Stealing series and films is wrong, and offenders should be punished. But legal operators could do more to service audience demand.
New solutions needed to curb television piracy
No matter which way you look at it, theft is theft. Of course, there are degrees of the offence: for example, taking a pen home from the office isn’t viewed as seriously as carjacking or bank robbery. But where in that spectrum does the piracy of television series and movies fall? Judging by their actions, many people don’t consider piracy as a big issue. As The National reported yesterday, more than a million set-top boxes capable of allowing pirate access to pay-television are imported into Gulf Cooperation Council countries each year. When you add to that the presence of unlicensed satellite channels that offer pirated material and the inestimable amount of illegal downloading, it is clearly a serious problem.
Licensed broadcasters have, rightly, voiced strong concerns about the proliferation of pirated content available to the public through illegal channels. The MBC group and pay-television provider OSN have teamed up to try to close illegal stations, some of whom are showing films that are still screening in cinemas, and to stop the importation of devices that access pay-TV channels for free.

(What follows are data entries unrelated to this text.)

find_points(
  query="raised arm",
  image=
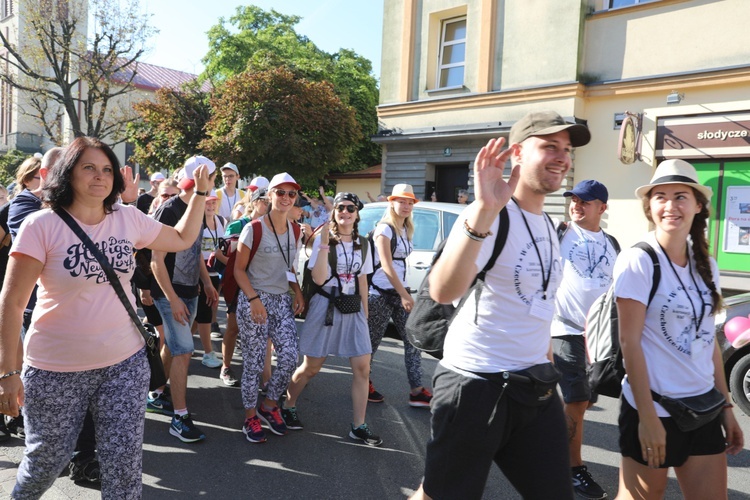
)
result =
(449, 279)
(185, 232)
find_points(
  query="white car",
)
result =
(432, 223)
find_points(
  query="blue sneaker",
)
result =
(273, 419)
(159, 403)
(183, 428)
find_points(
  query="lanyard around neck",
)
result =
(286, 259)
(697, 320)
(545, 279)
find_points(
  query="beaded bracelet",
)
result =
(10, 374)
(474, 232)
(472, 236)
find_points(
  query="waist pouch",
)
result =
(348, 304)
(692, 412)
(533, 386)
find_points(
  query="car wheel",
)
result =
(739, 384)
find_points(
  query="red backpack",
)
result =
(228, 283)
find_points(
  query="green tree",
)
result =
(170, 128)
(256, 40)
(9, 163)
(267, 121)
(76, 58)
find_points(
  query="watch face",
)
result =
(627, 153)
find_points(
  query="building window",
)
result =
(452, 57)
(614, 4)
(6, 8)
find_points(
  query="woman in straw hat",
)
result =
(389, 296)
(669, 345)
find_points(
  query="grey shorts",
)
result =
(569, 353)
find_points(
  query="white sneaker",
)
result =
(211, 360)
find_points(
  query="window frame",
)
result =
(444, 23)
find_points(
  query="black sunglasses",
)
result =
(281, 192)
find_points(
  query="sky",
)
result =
(329, 24)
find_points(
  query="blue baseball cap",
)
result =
(589, 190)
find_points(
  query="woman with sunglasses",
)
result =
(266, 309)
(389, 296)
(669, 345)
(329, 332)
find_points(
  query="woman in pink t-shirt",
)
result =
(82, 351)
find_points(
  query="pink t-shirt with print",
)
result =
(78, 322)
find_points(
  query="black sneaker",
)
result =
(272, 419)
(584, 484)
(185, 430)
(291, 419)
(88, 471)
(365, 434)
(374, 396)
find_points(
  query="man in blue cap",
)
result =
(588, 260)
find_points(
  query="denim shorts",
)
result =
(178, 337)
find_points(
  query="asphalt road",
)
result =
(321, 462)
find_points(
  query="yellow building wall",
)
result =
(360, 187)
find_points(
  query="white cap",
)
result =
(231, 166)
(282, 178)
(186, 175)
(259, 182)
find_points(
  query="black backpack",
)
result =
(428, 321)
(309, 287)
(606, 369)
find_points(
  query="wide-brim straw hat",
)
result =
(675, 172)
(403, 191)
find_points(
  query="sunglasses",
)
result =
(282, 193)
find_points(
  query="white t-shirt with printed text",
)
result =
(504, 331)
(678, 355)
(348, 265)
(588, 263)
(403, 249)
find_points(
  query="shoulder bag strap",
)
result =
(114, 280)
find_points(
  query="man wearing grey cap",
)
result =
(588, 255)
(228, 194)
(495, 397)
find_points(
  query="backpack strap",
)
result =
(613, 241)
(657, 268)
(257, 227)
(502, 237)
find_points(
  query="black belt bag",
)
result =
(348, 304)
(692, 412)
(533, 386)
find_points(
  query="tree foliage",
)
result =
(66, 67)
(170, 128)
(256, 40)
(271, 121)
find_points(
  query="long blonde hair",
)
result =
(389, 217)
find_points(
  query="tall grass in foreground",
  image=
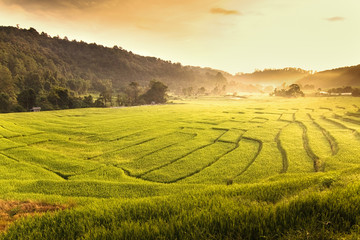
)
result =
(216, 214)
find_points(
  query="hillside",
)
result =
(272, 76)
(340, 77)
(83, 67)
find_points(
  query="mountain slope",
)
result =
(82, 67)
(346, 76)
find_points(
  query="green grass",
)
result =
(198, 169)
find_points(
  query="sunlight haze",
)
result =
(231, 35)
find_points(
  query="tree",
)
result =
(5, 103)
(292, 91)
(132, 92)
(27, 98)
(88, 101)
(59, 97)
(6, 82)
(156, 93)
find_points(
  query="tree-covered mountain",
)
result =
(41, 62)
(272, 76)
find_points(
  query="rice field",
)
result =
(197, 146)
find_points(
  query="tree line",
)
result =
(48, 65)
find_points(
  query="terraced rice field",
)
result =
(202, 141)
(161, 171)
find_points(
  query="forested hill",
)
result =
(41, 62)
(273, 76)
(340, 77)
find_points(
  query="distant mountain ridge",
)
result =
(340, 77)
(67, 63)
(36, 60)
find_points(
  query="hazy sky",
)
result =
(231, 35)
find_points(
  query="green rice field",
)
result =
(209, 168)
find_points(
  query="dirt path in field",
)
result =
(10, 211)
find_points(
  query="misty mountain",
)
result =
(340, 77)
(273, 77)
(42, 62)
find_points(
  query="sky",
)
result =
(231, 35)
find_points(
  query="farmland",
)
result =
(287, 166)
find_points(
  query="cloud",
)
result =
(224, 11)
(335, 19)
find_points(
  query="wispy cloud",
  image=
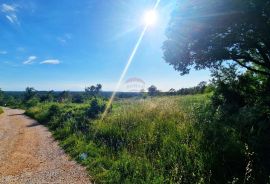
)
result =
(3, 52)
(10, 13)
(51, 62)
(8, 8)
(30, 60)
(64, 39)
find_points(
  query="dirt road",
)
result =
(29, 154)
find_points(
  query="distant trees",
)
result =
(29, 93)
(65, 96)
(204, 34)
(93, 90)
(152, 90)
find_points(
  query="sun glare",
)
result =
(150, 17)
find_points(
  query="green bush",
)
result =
(1, 110)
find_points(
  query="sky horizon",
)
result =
(66, 45)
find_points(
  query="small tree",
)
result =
(65, 96)
(204, 34)
(93, 90)
(152, 90)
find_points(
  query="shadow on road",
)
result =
(33, 124)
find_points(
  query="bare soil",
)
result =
(29, 154)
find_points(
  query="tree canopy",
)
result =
(205, 33)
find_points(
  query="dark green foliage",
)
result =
(1, 110)
(93, 90)
(97, 106)
(30, 93)
(153, 91)
(242, 104)
(204, 33)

While many people may not have sympathy for big corporations losing some of their profits, it’s important to understand that piracy eventually hurts consumers. We have seen evidence of this in the UAE with the disruption to beIN Sport’s broadcasts of English Premier League football. Rampant piracy has led to a limit to the number of EPL games being screened live. In the long term, piracy could also lead to a reduction in the number and quality of movies and series being made. If producers and broadcasters are not making money, they can’t pay for production costs.
The simple solution is that if you like a television show, you should be prepared to pay for it. The reality, though, is that many pay-TV packages are inflexible, making viewers pay for dozens of channels they don’t watch just to get the channels they want. And some channels delay the broadcast of programmes for an unreasonable period of time. Many viewers in the UAE want to see their favourite shows at the same time as they are broadcast in their countries of origin.
Technologies are emerging that make it possible for people to buy and view television programmes on demand, much as they do with music on iTunes and other services. While the broadcasters and production studios exercise their legal right to pursue the pirates, they should also be investing in better means of offering the service that so many people clearly want.